Defn: We write $\lim_{x \uparrow \infty} f(x)=L$ whenever $f$ is defined on some unbounded interval such as $0<x<\infty$ and, corresponding to any $\epsilon >0$. $\exists x_0$ such that $\mid f(x) - L \mid < \epsilon$ whenever $x>x_0$
Prove that for any constants m, $\lim_{x \uparrow \infty} \frac{x^m}{e^x}=0$
Well my problem is I was working on its definition by working backwards, i.e starting at $\mid \frac{x^m}{e^x} - 0 \mid < \epsilon$ to find $x_0$. Tried working at cases by letting $m=0$ in which I found $x_0 = ln(\frac{1}{\epsilon})$. I did this to avoid unnecessary "undefineded" when I divide $m$.
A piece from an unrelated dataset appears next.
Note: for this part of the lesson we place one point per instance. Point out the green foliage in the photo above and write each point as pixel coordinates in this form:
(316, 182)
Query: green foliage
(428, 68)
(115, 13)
Here's my case, I can't seem to find a proper $x_0$ when I pick $m\neq 0$. Well take a look
$\mid \frac{x^m}{e^x} - 0 \mid = \mid \frac{x^m}{e^x}\mid < \epsilon$
$\Rightarrow \mid x^m \mid < \epsilon e^x$
$\Rightarrow x^m < \epsilon e^x$ since x is from 0 to infinity, I can drop the absolute sign.
$\Rightarrow \frac{1}{\epsilon} < e^x \frac{1}{x^m}$
$\Rightarrow ln(\frac{1}{\epsilon}) < x - ln (x^m)$
in which I have no idea how to combine $x$ in a single term such that $x>x_0$ Please help.